This Day In History: The Ottoman Turks Seek Peace With The Allies (1918)

This Day In History: The Ottoman Turks Seek Peace With The Allies (1918)

Ed - October 20, 2016

On this date in history the Ottoman Turkish government, known as the Committee of Union and Progress (CUP) or Young Turks, began to enter negotiations with the allies. Previously, they have been convinced that their allies would win the war. The believed that Germany would defeat the allies in the west. They were living in a fantasy. In late September, the Bulgarians sought to surrender under terms to the allies after their defeat on the Macedonian Front. Then the Turks learned that the Germans were also considering seeking an armistice with the allies after a series of set-backs on the western front.

The CUP was in a state of shock and they felt that they have been lied to by the army commander Enver Pasha who had stated that Turkey and the other Central Powers were winning! The Turks feared that they would be cut off and invaded from the Balkans now that Bulgaria was out of the war. In particular, they feared that Constantinople would be besieged by the allies who could march on the Turkish Capital now that Bulgaria was no longer in the war. The Ottomans were also running low on fuel and ammunition and if Germany surrendered they would effectively have no supplies. Members of the government later claimed that if they had known the state of the war that they would have sought a peace much earlier.
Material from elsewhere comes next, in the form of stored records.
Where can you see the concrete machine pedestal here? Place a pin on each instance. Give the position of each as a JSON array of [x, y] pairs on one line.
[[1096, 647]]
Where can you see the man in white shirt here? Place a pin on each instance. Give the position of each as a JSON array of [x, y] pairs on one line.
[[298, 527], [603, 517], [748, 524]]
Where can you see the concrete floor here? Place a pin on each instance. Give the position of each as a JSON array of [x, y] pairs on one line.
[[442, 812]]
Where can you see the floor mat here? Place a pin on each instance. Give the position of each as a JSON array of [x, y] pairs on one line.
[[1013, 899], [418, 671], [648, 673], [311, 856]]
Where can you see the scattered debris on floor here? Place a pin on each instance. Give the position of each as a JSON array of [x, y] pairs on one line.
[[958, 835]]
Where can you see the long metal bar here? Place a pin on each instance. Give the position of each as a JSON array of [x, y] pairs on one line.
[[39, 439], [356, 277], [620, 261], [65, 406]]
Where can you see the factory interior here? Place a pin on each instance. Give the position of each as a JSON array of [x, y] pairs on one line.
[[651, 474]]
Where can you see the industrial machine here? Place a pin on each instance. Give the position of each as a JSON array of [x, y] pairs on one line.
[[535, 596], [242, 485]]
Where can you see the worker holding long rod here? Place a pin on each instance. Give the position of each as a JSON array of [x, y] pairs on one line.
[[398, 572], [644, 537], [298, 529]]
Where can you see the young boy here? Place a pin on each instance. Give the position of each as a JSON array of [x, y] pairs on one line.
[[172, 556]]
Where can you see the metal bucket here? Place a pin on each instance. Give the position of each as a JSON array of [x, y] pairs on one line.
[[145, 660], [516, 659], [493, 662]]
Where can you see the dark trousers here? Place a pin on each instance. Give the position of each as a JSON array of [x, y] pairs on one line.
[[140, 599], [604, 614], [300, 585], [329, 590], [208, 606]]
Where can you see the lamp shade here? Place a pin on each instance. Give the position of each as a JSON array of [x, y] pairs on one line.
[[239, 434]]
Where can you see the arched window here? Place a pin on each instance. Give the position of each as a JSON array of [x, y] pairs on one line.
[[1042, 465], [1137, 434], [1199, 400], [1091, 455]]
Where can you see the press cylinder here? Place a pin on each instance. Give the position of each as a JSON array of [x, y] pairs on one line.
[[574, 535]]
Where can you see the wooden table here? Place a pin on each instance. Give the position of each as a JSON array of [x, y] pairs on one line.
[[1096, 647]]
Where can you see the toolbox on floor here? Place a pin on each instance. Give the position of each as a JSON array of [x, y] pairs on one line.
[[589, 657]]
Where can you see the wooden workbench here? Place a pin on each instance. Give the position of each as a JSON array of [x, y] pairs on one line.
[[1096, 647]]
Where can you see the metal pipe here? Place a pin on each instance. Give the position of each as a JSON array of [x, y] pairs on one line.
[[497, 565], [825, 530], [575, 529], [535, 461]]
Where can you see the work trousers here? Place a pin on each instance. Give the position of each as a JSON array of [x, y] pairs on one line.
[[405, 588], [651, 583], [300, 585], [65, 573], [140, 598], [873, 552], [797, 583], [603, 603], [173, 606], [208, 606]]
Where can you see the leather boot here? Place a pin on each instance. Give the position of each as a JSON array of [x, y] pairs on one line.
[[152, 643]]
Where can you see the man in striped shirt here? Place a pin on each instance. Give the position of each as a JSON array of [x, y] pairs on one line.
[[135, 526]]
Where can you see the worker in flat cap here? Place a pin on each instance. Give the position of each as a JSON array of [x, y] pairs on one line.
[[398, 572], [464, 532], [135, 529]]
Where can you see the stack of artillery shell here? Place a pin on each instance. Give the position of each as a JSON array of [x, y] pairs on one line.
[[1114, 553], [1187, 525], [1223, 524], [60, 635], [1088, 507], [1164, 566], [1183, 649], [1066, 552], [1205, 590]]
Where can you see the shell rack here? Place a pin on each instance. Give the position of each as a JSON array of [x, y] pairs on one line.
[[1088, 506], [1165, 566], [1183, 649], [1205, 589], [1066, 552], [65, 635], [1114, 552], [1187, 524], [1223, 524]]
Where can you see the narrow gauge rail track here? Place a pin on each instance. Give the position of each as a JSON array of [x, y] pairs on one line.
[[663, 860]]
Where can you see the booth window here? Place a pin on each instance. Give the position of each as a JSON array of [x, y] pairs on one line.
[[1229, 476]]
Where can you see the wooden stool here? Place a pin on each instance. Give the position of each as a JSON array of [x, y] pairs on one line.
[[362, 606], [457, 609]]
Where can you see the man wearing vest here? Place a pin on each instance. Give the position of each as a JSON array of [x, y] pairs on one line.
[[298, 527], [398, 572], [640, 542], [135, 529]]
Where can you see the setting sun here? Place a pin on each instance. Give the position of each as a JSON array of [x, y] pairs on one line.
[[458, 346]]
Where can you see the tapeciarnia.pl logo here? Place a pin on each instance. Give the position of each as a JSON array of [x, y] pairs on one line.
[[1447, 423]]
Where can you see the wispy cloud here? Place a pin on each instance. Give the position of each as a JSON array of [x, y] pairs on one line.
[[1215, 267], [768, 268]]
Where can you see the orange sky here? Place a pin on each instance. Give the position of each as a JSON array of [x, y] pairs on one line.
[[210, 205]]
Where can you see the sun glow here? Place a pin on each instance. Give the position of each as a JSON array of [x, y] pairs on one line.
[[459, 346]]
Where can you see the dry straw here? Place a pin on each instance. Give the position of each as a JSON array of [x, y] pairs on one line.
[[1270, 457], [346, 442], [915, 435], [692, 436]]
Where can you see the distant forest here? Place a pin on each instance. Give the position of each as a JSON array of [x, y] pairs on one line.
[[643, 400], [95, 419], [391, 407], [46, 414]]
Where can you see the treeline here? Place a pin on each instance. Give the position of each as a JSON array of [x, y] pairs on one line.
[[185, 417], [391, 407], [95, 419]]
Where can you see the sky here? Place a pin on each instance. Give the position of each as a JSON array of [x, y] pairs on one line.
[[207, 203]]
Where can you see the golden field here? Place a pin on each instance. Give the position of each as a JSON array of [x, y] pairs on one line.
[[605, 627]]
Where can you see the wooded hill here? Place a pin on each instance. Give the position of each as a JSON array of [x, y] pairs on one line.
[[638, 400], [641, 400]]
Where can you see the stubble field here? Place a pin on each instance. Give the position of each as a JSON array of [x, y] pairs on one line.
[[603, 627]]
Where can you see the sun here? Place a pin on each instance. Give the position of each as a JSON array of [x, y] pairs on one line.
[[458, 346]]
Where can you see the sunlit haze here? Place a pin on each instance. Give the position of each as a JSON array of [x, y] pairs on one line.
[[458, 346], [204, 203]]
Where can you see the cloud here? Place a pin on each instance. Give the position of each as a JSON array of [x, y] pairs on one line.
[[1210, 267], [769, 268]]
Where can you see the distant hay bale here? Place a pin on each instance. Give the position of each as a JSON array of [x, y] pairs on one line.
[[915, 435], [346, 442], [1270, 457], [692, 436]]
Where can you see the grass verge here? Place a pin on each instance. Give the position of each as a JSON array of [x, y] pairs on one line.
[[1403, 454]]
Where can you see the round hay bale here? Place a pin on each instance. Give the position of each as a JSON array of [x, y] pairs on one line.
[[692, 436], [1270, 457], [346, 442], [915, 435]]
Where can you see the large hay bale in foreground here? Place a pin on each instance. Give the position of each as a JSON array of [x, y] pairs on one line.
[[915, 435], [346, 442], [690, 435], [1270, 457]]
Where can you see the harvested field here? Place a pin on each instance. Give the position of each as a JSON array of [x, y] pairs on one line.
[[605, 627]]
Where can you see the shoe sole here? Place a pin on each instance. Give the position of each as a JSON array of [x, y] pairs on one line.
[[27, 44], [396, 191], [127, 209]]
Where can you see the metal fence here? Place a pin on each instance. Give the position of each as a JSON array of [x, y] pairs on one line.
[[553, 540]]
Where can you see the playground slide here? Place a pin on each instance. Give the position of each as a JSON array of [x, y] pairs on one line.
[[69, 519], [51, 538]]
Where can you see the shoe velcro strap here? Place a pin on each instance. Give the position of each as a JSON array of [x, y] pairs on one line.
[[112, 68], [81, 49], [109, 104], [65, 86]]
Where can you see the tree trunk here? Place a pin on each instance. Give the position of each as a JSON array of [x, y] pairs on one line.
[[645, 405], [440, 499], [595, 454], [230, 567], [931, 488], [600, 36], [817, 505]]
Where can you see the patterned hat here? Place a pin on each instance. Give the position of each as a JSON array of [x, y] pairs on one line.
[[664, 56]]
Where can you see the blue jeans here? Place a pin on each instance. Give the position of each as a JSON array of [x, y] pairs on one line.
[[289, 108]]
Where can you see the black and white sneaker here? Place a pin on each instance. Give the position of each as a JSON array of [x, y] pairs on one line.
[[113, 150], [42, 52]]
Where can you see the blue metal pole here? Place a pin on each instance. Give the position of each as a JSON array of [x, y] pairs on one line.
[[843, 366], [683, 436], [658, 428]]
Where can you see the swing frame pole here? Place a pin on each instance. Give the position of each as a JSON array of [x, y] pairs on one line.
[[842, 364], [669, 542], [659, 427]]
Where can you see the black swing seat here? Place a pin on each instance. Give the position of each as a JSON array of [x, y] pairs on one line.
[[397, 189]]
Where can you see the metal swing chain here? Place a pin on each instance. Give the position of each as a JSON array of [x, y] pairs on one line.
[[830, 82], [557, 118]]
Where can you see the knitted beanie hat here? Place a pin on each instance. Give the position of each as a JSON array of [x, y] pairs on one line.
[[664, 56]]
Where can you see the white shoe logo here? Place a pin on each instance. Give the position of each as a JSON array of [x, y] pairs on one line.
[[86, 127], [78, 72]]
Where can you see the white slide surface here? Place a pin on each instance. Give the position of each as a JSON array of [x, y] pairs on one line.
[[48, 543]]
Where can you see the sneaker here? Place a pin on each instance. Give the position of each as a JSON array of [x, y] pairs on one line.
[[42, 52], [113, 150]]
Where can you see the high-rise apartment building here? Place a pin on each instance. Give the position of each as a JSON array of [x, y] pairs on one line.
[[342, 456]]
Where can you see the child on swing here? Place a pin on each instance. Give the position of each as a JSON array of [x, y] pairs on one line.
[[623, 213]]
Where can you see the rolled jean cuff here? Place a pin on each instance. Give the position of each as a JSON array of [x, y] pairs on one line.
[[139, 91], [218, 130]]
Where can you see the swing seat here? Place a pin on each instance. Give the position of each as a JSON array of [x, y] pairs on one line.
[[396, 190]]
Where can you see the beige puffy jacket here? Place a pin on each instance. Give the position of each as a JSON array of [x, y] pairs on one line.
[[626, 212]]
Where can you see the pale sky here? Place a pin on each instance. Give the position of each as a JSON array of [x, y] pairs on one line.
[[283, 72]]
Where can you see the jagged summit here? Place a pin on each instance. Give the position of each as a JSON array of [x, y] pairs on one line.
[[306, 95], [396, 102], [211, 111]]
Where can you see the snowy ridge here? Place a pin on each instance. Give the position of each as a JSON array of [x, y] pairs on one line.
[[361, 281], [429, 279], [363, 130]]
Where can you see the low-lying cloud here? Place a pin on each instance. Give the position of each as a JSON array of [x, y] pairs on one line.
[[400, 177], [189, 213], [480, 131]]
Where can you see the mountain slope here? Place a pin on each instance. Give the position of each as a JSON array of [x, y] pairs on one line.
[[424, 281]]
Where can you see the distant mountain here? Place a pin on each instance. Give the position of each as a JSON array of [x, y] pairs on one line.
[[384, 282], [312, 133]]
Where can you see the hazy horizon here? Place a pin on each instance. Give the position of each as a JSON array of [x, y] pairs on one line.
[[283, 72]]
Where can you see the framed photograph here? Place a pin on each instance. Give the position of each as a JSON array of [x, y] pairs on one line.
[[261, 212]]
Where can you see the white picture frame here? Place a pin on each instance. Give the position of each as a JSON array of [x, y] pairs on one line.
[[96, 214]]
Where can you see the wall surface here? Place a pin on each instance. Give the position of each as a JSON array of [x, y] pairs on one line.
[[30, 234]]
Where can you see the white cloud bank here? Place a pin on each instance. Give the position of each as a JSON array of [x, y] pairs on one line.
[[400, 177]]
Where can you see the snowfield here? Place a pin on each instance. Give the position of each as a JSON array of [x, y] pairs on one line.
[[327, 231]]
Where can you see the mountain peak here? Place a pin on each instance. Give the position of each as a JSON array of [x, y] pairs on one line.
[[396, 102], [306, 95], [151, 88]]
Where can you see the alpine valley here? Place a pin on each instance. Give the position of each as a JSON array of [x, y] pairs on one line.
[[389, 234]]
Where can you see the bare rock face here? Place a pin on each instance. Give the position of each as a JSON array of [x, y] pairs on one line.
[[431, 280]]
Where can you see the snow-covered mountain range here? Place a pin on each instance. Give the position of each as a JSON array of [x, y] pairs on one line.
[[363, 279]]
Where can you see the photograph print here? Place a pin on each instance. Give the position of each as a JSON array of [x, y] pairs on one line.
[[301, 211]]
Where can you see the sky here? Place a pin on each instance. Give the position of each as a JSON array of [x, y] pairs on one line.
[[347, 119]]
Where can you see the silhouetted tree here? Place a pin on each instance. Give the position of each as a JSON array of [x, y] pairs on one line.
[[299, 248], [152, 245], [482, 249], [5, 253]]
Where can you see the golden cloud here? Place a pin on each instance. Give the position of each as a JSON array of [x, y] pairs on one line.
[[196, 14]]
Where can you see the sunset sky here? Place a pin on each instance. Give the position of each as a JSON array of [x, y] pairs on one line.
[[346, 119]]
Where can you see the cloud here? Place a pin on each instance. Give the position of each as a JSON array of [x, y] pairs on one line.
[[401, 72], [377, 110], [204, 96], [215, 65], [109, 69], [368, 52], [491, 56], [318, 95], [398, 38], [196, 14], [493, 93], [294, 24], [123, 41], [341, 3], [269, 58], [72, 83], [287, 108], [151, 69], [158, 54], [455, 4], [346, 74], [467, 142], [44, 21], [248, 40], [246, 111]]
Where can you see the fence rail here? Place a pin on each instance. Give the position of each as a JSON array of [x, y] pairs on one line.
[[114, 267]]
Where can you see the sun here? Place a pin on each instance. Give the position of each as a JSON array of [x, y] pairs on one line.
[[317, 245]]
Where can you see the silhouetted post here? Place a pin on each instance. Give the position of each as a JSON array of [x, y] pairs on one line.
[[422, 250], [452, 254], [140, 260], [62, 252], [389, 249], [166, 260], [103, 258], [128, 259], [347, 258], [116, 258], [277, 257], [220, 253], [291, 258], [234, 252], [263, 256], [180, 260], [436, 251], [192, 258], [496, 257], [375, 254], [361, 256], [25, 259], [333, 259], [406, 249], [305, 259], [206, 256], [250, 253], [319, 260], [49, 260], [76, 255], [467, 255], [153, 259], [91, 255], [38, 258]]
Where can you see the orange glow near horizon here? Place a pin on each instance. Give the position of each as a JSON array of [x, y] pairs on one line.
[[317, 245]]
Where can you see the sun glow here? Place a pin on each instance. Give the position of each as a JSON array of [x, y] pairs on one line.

The government decided to resign en masse and this was a sign to the allies that the country wanted to negotiate. A new Vizier or prime minister was appointed and he was under orders from the Sultan to secure a peace with the allies.

On this date in 1918, the new Ottoman government sent Charles Townshend, a British general and POW, to approach the British. This General was captured in modern day Iraq, then known as Mesopotamia. He had led a British army into Mesopotamia and had seized Baghdad but eventually he and his army were surrounded by the Turks and much of it later surrendered at Kut-al-Amara in Mesopotamia in the spring of 1916. Townsend had surrendered wit the majority of his men in 1916. He had lived in a house in Constantinople and had become friendly with members of the elite and he was seen as an ideal envoy by the Turks. Townsend was sent by boat to the island of Mitylene in the Aegean Sea. He relayed the Turkish government’s terms and conditions to British diplomats. He told them that the Turks wanted to negotiate a peace deal but that they were also prepared to fight on. The Turks government demanded that they majority of their territories be retained by them and also possibly to receive some new territories in the Caucasus. However, the British were in no mood to give generous terms to the Turkish government as they and their allies, the French were in a strong position. General Allenby had seized Jerusalem and Damascus and their Arab allies had seized most of the old Ottoman lands in Arabia.

This Day In History: The Ottoman Turks Seek Peace With The Allies (1918)
General Townsend army in Iraq in 1916

The British and the French took their time to negotiate an armistice and it was not until the 30th of October that the actual armistice was signed. In the aftermath of the armistice, the Ottoman Empire fell into near anarchy and order was only restored under the government of Ataturk. The Ottoman Empire was partitioned between the British and the French. The armistice was the end of the Ottoman centuries-old domination of the Middle East and a new era in the regions history was ushered in.